Sempre tive Ajuste Final (1990), de Joel e Ethan Coen, em alta conta, considerando um dos melhores trabalhos da dupla. Revendo tantos anos depois, talvez a empolgação não seja a mesma quando da descoberta na adolescência, mas me parece ter resistido ao tempo e ainda é uma muito prazerosa sessão em que um conflito entre gângsteres deverá ser administrado e resolvido pela inteligência, e não força bruta, do protagonista vivido por Gabriel Byrne.
Falo em resistir ao tempo porque o cinema dos irmãos Coen é marcado pela releitura e apropriação de códigos de gêneros bem estabelecidos pelo cinema clássico americano, tipo de coisa que pode facilmente causar admiração na época em que é lançado mas, trinta anos depois, são tantas obras de apropriações, homenagens e referências, inclusive na longa carreira dos cineastas que se seguiu a este que é apenas o terceiro filme da dupla, que seria bastante possível se tornar datado ou perder o seu frescor e interesse.
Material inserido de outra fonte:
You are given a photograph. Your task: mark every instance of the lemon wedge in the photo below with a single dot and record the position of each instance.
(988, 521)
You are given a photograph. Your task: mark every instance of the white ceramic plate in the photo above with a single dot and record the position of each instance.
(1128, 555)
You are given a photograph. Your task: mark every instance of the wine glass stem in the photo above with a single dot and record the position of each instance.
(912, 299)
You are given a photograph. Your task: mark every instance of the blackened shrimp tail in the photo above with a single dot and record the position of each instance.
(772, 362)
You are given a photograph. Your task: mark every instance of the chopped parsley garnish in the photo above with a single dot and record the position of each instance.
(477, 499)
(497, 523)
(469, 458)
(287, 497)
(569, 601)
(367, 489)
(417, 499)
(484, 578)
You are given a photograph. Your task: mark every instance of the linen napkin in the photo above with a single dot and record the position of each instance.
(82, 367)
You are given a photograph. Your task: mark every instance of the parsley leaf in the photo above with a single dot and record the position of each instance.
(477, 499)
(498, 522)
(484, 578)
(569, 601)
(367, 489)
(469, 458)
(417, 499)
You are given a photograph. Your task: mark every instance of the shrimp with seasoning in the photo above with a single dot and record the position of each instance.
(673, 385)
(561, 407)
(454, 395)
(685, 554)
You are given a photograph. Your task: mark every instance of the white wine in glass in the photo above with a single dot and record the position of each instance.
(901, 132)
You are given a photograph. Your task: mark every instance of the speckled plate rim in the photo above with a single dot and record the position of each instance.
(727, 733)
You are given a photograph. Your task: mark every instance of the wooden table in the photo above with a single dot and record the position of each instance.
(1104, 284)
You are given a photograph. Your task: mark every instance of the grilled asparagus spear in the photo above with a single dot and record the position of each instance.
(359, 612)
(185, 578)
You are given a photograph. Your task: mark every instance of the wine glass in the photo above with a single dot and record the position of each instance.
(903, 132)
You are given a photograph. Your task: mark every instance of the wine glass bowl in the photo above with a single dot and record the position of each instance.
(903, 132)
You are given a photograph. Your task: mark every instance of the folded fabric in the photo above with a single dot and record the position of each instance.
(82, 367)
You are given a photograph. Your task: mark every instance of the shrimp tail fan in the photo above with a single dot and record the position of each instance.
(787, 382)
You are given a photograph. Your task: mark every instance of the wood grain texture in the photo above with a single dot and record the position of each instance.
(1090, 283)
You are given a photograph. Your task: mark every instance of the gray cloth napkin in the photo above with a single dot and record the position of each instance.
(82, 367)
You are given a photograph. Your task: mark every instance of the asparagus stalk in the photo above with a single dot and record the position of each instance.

Mas Ajuste Final me parece atingir um equilíbrio que, ao contrário de muitos de seus fãs, acredito que nem sempre exista em seus filmes, alguns parecendo exercícios acadêmicos estéreis, às vezes carregados nas tintas, com o caricato e o patético se misturando à tragédia e ao fatalismo, às vezes engessados por uma narrativa e formalismo muito autoconscientes ou orgulhosos de si.
Aqui, no entanto, há um roteiro muito esperto que flui deliciosamente: um mafioso em ascensão quer matar um vigarista que está lhe roubando, mas o mafioso que manda na cidade não autoriza, pois trata-se do irmão da mulher por quem está apaixonado; o personagem de Byrne, braço direito deste último, não acha uma boa ideia comprar briga com o primeiro por causa disso (e por outros motivos); e com razão, pois a partir daí começa a escalada de violência. Estamos na América pós crise de 1929 e a “roupagem” é a corrupção e lei andando de mãos dadas como dita os filmes de gângsteres dos anos 30 e os filmes noir dos anos 40. A inspiração é nos romances policiais do escritor Dashiell Hammett, e de fato Ajuste Final tem uma trama central bem similar a The Glass Key, que teve duas adaptações para o cinema, em 1935 e 1942. Esta última (que no Brasil se chamou bizarramente Capitulou Sorrindo) me veio à mente enquanto via o filme dos Coen por uma semelhança interessante, e que não sei se está presente na obra original: tanto o protagonista de Alan Ladd no clássico noir quanto o de Gabriel Byrne, tentam solucionar um problema com base na esperteza e sagacidade, mas mesmo assim ambos passam seus filmes apanhando o tempo todo. Há um tom mais cômico e leve no filme com Ladd (e arrisco dizer um conteúdo homoerótico e sadomasoquista nas surras que ele leva), enquanto os Coen, apesar do humor mordaz em alguns momentos, ressalta este embate entre brutalidade e inteligência - o personagem está o tempo todo sendo chamado de “espertinho”.
Mas voltando ao roteiro e ritmo, é admirável como tanta coisa acontece durante todo o filme mas as sequências em si possuem uma outra velocidade, mais lentas, o que dá tempo pra que cada cena possa explorar as dinâmicas e os conflitos entre personagens. O drama, assim, é intensificado, a sensação de perigo é palpável (uma ida à floresta dura tanto quanto necessário para que se torne um “passeio” angustiante), as reviravoltas e reações inesperadas fazem mais sentido. É verdade que o protagonista também conta com a sorte em certos momentos, mas quem conhece a carreira dos Coen sabe o quanto o acaso faz parte de suas narrativas e filosofia, e aqui não chama tanta a atenção, e o sucesso do filme está nesta discrição e comedimento tanto temático (o chapéu é um objeto de importância que pontua o filme de forma elegante) quanto na fotografia que filia a obra mais ao cinema noir (cortesia de Barry Sonnenfeld, um ano antes de se tornar diretor) sem fazer disso um fetiche pelo gênero.
Ajuste Final (Miller 's Crossing, 1990) está disponível no Star Plus.